By Bedatri D. Choudhury


Silhouettes of six men against a setting sun. Image from Vittorio de Seta's 'Solfatara.' Courtesy of The Criterion Collection.

Screen Time is your curated weekly guide to excellent documentaries and nonfiction programs that you can watch at home. 

When filmmaker Ayo Akingbade finished making Tower XYZ (2016), she wrote a manifesto “for the underdog, the unsung, the pissed off and the tired.” Three of her films―hybrids of documentary, experimental cinema, and personal essay―Claudette’s Star, Fire in My Belly, Dear Babylon are now streaming on MUBI.

Also on MUBI, The New York Stories: A Jackie Raynal Double Bill features two of Raynal’s films―New York Story (1981) and Hotel New York (1984). Raynal, who edited Eric Rohmer’s Six Moral Tales, studied at the Sorbonne and was a member of the radical filmmaking collective, Zanzibar Group. It is at this group that Raynal was encouraged to transition to filmmaking from editing. 

Over at Metrograph, the fifth program of the series Artists On Camera, 1967-2021, streams from August 10-17. The films in the program―including Don Amis’ Festival of Mask (1982) and James Tartan’s Murals of Aztlán: The Street Painters of East Los Angeles (1981)―explore the world of artists who centered their artistic practice around community-based and collaborative methods of production, thereby taking their art away from the echo chambers of museums and galleries. 

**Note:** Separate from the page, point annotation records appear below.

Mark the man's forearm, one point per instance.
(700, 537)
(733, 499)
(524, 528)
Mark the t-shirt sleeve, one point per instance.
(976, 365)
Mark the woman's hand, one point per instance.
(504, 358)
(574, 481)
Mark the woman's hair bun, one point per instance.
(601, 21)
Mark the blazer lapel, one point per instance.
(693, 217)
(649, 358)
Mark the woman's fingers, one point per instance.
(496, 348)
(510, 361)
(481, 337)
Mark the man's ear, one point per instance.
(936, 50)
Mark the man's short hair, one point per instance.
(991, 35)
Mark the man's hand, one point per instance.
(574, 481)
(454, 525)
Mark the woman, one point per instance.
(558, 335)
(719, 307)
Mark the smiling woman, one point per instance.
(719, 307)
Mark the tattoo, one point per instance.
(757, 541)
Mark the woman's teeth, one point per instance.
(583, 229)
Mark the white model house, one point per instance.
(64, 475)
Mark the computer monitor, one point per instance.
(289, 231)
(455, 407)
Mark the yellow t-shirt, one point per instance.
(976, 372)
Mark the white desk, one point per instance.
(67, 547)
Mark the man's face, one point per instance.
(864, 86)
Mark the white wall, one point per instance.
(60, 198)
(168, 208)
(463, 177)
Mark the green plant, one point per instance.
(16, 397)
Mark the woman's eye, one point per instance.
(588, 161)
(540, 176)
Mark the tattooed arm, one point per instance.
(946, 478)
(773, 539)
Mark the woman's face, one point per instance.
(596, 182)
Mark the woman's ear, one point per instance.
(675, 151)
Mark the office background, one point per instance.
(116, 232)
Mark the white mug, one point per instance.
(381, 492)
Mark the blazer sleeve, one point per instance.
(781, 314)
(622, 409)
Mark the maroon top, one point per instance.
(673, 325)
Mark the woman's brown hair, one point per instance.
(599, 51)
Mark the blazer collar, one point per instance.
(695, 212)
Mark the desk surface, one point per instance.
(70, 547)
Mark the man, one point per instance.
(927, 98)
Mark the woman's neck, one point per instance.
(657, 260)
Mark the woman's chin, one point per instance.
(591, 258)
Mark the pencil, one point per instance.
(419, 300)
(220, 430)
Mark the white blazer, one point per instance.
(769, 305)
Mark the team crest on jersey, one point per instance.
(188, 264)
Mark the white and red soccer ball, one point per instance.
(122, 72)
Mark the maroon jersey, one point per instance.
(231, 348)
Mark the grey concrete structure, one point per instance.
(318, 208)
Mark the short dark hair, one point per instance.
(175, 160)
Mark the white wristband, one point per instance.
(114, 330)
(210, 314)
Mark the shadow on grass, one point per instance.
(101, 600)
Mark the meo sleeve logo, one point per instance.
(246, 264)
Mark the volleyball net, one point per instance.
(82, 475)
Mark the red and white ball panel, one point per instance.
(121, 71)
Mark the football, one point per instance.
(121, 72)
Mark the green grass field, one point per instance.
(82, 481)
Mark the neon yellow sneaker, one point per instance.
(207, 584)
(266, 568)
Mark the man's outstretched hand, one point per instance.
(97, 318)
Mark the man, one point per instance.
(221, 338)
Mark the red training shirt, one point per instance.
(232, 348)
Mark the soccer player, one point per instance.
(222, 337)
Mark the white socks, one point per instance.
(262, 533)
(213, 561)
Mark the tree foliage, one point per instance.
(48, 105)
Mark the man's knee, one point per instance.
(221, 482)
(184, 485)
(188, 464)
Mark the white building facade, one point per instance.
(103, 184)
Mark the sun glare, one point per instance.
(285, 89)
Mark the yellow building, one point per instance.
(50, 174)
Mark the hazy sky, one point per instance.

In French filmmaker Dorothée-Myriam Kellou’s In Mansourah, You Separated Us, the filmmaker accompanies her father as he returns to his village in Mansourah, Algeria. This poignant tale of homecoming set against the background of the ghosts of the A​​lgerian war of independence, is now streaming on Icarus Films. 

Parchís was a Spanish children's music group that rose to popularity in the 1980s. A documentary about them, also called Parchís, is streaming on Netflix. In this emotional and intimate documentary, we meet former band members and hear from them of how an early stardom both defined and robbed them of their childhoods.

The Italian filmmaker, Vittorio de Seta is considered to be “an anthropologist who speaks with the voice of a poet” by Martin Scorsese. Over at The Criterion Channel, a collection of 10 of his short documentaries are available to stream. We like all of them, but particularly Easter in Sicily and Solfatara.